The evolution of the theoretical understanding of “comparative advantage” and its subsequent reformulation into a notion of “competitive advantage” as the technical basis of trade, with near-total neglect of the bi-directional causality between trade and the domestic features of a country, has perhaps failed to appreciate the linkage between trade and inequality. A trade theory that was fundamentally developed on the assumptions of perfect competition in the factor and product markets and technology differentials, in an era of factor immobility under an assumed regime of “diminishing returns”, has lost its relevance today. This calls for a new approach to constructing its theoretical basis.

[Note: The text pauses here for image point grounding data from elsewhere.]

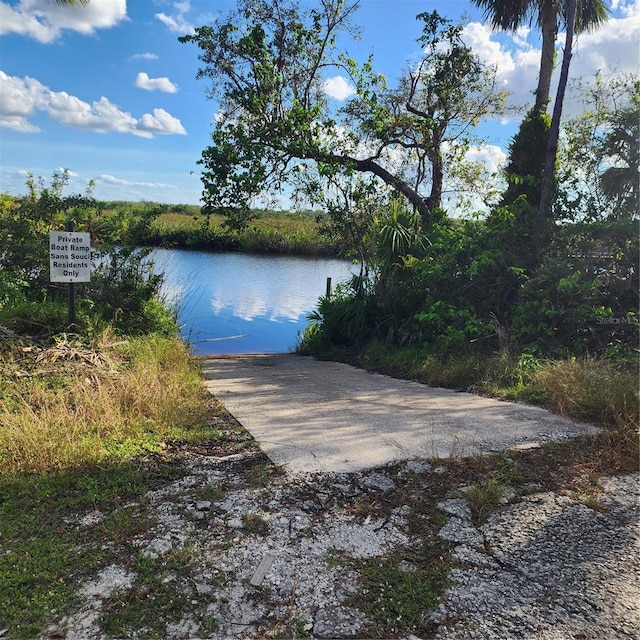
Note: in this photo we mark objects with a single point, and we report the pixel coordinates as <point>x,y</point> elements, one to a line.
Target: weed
<point>397,591</point>
<point>255,524</point>
<point>156,597</point>
<point>484,498</point>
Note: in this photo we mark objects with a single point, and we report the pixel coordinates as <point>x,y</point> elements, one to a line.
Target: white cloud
<point>338,88</point>
<point>612,48</point>
<point>144,56</point>
<point>44,20</point>
<point>178,23</point>
<point>143,81</point>
<point>159,122</point>
<point>21,98</point>
<point>109,179</point>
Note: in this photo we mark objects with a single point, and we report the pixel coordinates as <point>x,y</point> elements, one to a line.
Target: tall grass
<point>593,390</point>
<point>268,233</point>
<point>70,409</point>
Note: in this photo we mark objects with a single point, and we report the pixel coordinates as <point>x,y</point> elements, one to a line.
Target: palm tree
<point>549,16</point>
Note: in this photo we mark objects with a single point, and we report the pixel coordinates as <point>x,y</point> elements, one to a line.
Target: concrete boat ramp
<point>312,416</point>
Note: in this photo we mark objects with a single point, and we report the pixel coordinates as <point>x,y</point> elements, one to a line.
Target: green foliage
<point>123,291</point>
<point>268,65</point>
<point>526,159</point>
<point>600,160</point>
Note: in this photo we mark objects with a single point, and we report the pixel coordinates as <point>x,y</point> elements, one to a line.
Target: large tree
<point>549,16</point>
<point>269,62</point>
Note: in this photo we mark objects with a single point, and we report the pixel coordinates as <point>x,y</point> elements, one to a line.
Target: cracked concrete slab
<point>310,415</point>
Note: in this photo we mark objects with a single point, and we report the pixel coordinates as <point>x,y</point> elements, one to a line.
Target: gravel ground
<point>275,559</point>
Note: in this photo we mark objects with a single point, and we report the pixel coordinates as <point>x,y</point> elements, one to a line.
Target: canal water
<point>232,303</point>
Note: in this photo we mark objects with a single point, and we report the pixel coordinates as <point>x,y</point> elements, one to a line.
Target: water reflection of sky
<point>238,303</point>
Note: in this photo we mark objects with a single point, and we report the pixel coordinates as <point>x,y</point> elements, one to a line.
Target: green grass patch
<point>396,591</point>
<point>46,551</point>
<point>87,430</point>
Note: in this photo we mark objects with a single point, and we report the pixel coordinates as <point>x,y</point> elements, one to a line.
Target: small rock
<point>461,531</point>
<point>235,523</point>
<point>339,622</point>
<point>456,507</point>
<point>417,466</point>
<point>378,482</point>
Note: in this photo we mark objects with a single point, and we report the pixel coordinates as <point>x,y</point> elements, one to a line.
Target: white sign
<point>70,256</point>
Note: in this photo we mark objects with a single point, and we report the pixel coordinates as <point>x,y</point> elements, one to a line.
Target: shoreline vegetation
<point>92,420</point>
<point>269,232</point>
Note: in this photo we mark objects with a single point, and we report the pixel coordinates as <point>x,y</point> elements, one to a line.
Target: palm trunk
<point>549,20</point>
<point>548,176</point>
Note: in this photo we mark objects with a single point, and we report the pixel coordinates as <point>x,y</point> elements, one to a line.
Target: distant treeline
<point>184,226</point>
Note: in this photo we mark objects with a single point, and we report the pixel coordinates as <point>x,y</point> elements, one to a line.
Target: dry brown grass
<point>68,405</point>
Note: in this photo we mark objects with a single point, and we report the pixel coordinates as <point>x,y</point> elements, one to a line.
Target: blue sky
<point>108,92</point>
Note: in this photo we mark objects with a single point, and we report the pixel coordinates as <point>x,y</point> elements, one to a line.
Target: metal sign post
<point>70,261</point>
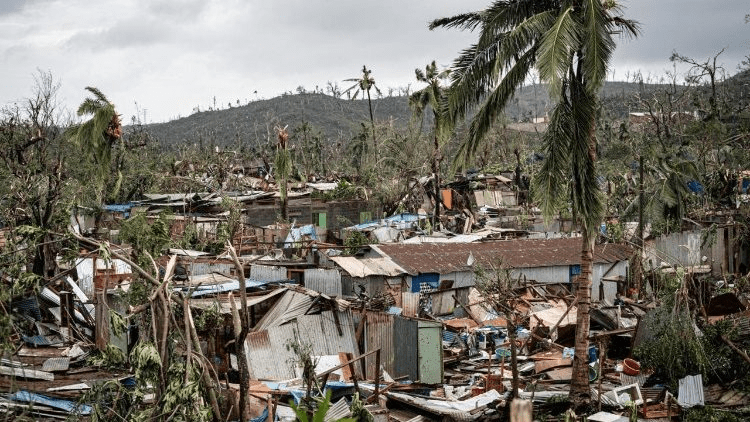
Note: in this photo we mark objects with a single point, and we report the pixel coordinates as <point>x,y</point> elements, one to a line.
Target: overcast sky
<point>169,56</point>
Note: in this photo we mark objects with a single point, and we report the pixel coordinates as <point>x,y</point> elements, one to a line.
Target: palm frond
<point>598,44</point>
<point>464,21</point>
<point>555,171</point>
<point>494,104</point>
<point>554,51</point>
<point>477,71</point>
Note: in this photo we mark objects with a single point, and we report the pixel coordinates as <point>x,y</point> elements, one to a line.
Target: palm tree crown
<point>570,43</point>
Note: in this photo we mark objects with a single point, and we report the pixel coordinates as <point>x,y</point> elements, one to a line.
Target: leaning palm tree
<point>569,43</point>
<point>434,97</point>
<point>363,85</point>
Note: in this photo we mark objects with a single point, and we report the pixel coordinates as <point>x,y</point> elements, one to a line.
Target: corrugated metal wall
<point>407,350</point>
<point>379,334</point>
<point>430,352</point>
<point>684,249</point>
<point>410,303</point>
<point>267,273</point>
<point>203,268</point>
<point>267,354</point>
<point>323,281</point>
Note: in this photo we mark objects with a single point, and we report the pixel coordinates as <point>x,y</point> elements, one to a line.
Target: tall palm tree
<point>97,136</point>
<point>434,97</point>
<point>569,43</point>
<point>284,167</point>
<point>363,85</point>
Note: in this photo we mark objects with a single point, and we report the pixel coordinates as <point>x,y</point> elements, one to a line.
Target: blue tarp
<point>121,208</point>
<point>296,235</point>
<point>695,186</point>
<point>66,405</point>
<point>231,286</point>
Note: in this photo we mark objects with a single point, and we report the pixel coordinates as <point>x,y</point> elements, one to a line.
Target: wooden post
<point>377,374</point>
<point>102,320</point>
<point>520,410</point>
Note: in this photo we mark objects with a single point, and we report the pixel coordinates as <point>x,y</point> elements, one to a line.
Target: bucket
<point>495,382</point>
<point>631,367</point>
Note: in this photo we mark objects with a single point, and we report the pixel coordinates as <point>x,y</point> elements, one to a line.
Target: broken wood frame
<point>350,364</point>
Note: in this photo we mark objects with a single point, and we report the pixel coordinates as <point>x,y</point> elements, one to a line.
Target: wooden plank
<point>562,374</point>
<point>26,373</point>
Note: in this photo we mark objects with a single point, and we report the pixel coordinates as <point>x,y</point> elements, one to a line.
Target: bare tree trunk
<point>239,341</point>
<point>436,172</point>
<point>579,387</point>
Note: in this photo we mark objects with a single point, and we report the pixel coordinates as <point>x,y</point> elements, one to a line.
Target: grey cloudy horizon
<point>168,57</point>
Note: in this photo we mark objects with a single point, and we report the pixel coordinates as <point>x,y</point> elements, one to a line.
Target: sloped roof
<point>363,267</point>
<point>445,258</point>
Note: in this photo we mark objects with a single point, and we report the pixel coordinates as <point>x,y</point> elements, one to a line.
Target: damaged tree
<point>570,44</point>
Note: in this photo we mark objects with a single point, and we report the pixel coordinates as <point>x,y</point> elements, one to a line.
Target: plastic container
<point>631,367</point>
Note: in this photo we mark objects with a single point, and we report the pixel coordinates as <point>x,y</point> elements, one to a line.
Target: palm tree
<point>434,97</point>
<point>98,134</point>
<point>364,84</point>
<point>569,43</point>
<point>96,137</point>
<point>284,167</point>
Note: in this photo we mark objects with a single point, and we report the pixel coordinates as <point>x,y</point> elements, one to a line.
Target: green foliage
<point>117,323</point>
<point>146,362</point>
<point>674,349</point>
<point>343,191</point>
<point>354,240</point>
<point>209,319</point>
<point>146,236</point>
<point>321,408</point>
<point>359,412</point>
<point>183,399</point>
<point>710,414</point>
<point>111,357</point>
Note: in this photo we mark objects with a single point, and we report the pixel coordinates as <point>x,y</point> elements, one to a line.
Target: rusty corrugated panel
<point>444,258</point>
<point>289,306</point>
<point>410,304</point>
<point>379,335</point>
<point>324,281</point>
<point>203,268</point>
<point>267,273</point>
<point>406,362</point>
<point>442,302</point>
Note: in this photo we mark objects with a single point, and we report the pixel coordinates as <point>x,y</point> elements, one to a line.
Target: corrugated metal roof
<point>365,267</point>
<point>225,307</point>
<point>269,356</point>
<point>527,253</point>
<point>323,281</point>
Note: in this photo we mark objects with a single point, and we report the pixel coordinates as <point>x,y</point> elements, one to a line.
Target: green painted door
<point>430,353</point>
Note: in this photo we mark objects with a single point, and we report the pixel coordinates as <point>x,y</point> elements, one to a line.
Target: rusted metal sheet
<point>410,304</point>
<point>406,362</point>
<point>430,352</point>
<point>85,270</point>
<point>291,305</point>
<point>364,267</point>
<point>527,253</point>
<point>267,273</point>
<point>442,302</point>
<point>267,355</point>
<point>56,364</point>
<point>203,268</point>
<point>323,281</point>
<point>379,335</point>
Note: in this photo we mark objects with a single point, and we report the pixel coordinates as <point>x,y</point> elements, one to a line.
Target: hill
<point>339,119</point>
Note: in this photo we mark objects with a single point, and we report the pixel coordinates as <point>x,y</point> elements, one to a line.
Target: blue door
<point>425,282</point>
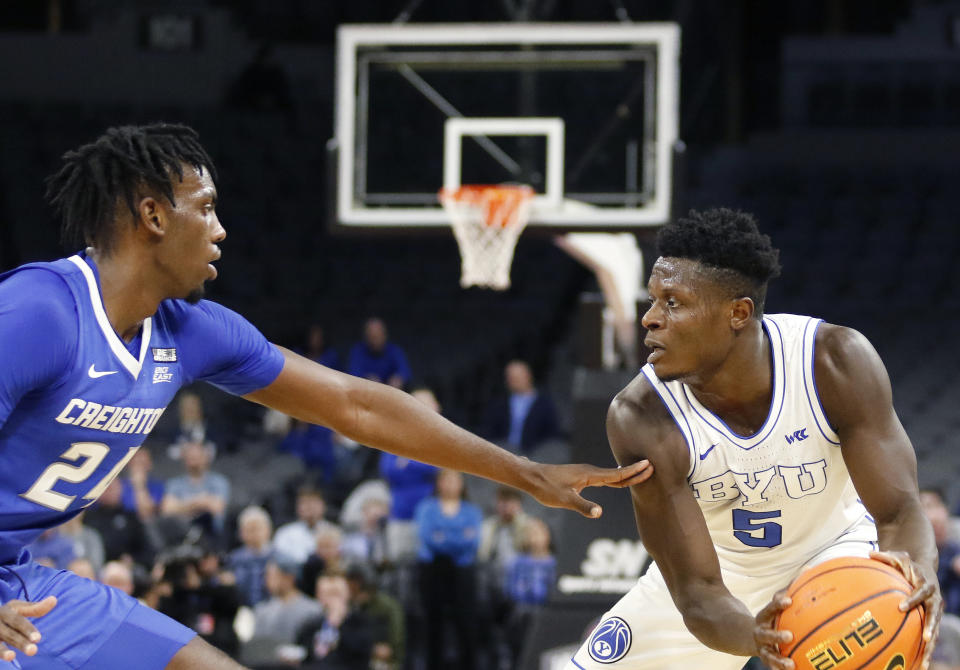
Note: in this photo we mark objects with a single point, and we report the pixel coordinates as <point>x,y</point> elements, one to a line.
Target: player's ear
<point>741,312</point>
<point>151,215</point>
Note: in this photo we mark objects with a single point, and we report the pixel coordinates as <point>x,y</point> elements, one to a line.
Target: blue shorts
<point>92,625</point>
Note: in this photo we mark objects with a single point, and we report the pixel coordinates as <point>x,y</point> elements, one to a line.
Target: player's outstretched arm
<point>855,391</point>
<point>671,524</point>
<point>17,632</point>
<point>383,417</point>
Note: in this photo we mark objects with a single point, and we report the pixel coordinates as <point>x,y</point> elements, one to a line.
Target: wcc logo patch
<point>610,641</point>
<point>798,436</point>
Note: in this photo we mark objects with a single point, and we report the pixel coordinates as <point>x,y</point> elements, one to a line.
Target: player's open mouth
<point>656,350</point>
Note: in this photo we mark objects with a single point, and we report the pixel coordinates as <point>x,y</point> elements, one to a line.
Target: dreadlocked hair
<point>729,246</point>
<point>87,189</point>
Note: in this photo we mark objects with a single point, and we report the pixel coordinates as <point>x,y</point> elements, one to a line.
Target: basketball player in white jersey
<point>775,446</point>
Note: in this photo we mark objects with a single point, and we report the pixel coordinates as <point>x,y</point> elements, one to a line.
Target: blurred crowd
<point>357,559</point>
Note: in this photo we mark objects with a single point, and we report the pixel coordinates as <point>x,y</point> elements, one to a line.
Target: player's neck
<point>128,295</point>
<point>739,390</point>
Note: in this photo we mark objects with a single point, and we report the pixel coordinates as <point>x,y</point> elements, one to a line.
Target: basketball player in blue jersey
<point>775,446</point>
<point>96,345</point>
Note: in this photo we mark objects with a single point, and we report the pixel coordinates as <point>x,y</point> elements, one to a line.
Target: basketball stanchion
<point>487,221</point>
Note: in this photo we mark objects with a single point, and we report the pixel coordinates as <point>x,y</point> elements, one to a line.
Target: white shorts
<point>645,631</point>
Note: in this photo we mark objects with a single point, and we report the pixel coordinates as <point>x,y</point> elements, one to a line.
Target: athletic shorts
<point>645,631</point>
<point>92,626</point>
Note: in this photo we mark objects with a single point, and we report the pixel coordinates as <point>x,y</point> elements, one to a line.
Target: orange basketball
<point>844,614</point>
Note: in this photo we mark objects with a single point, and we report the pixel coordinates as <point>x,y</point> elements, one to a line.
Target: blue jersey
<point>76,401</point>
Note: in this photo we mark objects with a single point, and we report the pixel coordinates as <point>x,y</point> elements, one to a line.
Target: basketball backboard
<point>584,113</point>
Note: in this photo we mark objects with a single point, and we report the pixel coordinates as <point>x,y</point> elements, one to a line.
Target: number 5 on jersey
<point>747,523</point>
<point>92,454</point>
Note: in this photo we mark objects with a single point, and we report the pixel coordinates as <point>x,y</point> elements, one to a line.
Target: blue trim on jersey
<point>768,425</point>
<point>687,436</point>
<point>813,380</point>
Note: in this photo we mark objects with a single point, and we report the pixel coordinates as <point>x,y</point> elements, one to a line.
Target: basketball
<point>844,614</point>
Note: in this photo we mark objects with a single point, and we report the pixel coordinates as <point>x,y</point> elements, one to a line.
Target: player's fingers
<point>772,637</point>
<point>777,604</point>
<point>630,475</point>
<point>6,654</point>
<point>918,597</point>
<point>587,508</point>
<point>934,612</point>
<point>35,609</point>
<point>898,560</point>
<point>617,477</point>
<point>773,660</point>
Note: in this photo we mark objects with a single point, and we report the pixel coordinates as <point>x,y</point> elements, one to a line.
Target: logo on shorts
<point>610,641</point>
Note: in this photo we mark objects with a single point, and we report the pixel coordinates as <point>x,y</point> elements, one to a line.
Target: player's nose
<point>219,232</point>
<point>651,318</point>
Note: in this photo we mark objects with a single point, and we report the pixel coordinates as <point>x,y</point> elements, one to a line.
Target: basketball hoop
<point>487,222</point>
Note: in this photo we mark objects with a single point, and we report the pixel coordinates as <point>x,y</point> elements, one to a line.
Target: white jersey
<point>775,499</point>
<point>775,503</point>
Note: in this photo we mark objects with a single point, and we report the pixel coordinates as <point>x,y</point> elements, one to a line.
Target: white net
<point>487,222</point>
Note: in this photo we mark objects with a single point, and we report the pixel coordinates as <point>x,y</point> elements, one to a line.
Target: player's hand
<point>16,631</point>
<point>926,592</point>
<point>560,485</point>
<point>769,638</point>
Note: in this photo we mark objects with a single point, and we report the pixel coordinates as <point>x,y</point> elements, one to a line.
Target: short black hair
<point>93,179</point>
<point>730,245</point>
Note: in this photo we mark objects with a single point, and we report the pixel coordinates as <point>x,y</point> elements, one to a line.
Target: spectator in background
<point>326,557</point>
<point>501,536</point>
<point>449,532</point>
<point>298,539</point>
<point>529,578</point>
<point>191,425</point>
<point>948,567</point>
<point>410,482</point>
<point>317,349</point>
<point>118,575</point>
<point>280,617</point>
<point>368,543</point>
<point>204,602</point>
<point>385,610</point>
<point>262,86</point>
<point>342,637</point>
<point>142,493</point>
<point>524,419</point>
<point>378,359</point>
<point>248,563</point>
<point>124,536</point>
<point>86,541</point>
<point>200,496</point>
<point>53,549</point>
<point>314,446</point>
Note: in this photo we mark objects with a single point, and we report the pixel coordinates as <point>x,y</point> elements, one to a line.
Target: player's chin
<point>665,373</point>
<point>196,295</point>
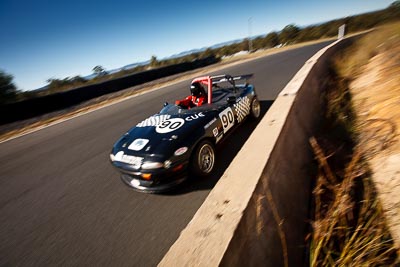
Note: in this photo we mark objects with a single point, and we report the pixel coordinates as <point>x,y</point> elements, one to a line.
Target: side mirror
<point>231,100</point>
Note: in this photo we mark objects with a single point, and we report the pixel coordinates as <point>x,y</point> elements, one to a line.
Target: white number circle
<point>170,125</point>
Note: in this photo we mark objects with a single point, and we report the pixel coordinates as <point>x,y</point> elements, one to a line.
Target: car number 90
<point>227,119</point>
<point>170,125</point>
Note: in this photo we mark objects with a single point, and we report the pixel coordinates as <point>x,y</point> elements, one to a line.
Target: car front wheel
<point>203,159</point>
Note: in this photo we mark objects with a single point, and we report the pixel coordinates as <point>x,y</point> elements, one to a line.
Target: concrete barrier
<point>257,215</point>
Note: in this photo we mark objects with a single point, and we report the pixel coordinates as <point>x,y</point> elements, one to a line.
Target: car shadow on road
<point>226,152</point>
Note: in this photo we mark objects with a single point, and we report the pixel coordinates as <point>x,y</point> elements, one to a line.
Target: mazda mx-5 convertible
<point>159,152</point>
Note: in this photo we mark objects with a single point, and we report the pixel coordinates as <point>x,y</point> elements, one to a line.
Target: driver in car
<point>196,99</point>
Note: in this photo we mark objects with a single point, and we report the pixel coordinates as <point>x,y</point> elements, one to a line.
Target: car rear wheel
<point>203,159</point>
<point>255,108</point>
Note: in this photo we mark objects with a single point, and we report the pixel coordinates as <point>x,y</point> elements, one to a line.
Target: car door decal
<point>227,118</point>
<point>242,108</point>
<point>170,125</point>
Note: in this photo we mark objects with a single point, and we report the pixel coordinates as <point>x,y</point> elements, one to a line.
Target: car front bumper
<point>152,181</point>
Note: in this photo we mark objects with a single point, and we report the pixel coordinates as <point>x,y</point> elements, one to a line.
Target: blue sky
<point>44,39</point>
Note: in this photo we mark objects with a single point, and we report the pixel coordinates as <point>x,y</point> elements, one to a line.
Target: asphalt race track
<point>62,203</point>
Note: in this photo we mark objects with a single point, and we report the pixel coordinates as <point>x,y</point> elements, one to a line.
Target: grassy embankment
<point>349,226</point>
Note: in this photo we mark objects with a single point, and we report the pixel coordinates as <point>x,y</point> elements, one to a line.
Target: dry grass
<point>348,229</point>
<point>349,224</point>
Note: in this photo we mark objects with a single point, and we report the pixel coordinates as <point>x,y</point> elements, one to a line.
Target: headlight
<point>148,165</point>
<point>167,164</point>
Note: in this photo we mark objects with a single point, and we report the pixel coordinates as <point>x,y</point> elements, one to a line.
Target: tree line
<point>290,34</point>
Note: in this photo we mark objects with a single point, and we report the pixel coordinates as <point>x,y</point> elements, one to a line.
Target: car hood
<point>162,134</point>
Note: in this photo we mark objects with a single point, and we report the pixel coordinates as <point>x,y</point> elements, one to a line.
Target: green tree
<point>8,91</point>
<point>271,40</point>
<point>289,33</point>
<point>99,70</point>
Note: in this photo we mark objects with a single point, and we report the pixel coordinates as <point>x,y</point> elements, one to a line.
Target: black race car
<point>159,152</point>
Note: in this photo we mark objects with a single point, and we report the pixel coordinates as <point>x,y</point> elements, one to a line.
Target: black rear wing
<point>231,79</point>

A different structural perspective on global trade developed during the 1950s and 1960s under the nomenclature of “dependency” and “center-periphery theories”. However, this could not sustain the overwhelmingly empirical perspective of the literature on trade, until it was revived under the name of “new trade theory”. The gradually increasing share of South-South trade over the last couple of decades and its resilience in the face of COVID-linked disruption, as observed by a very recent document (UNCTAD, 2020) call for a thorough theoretical and empirical understanding of the nature and implications of South-South trade. The conceptual framework of a “development compact” that has evolved to capture the ethos of South-South Cooperation is an effective way to operationalize the linkage between capacity building, trade, investment, technology sharing and development finance in the quest for the development of the Global South. This points to the importance of “cooperative advantage” in contributing to the welfare of citizens in need.
The paper provides a tentative new research agenda for immediate consideration in our quest for empirical validation of the “development compact” in ensuring “gains from trade” and their subsequent distribution among stakeholders in an equitable manner.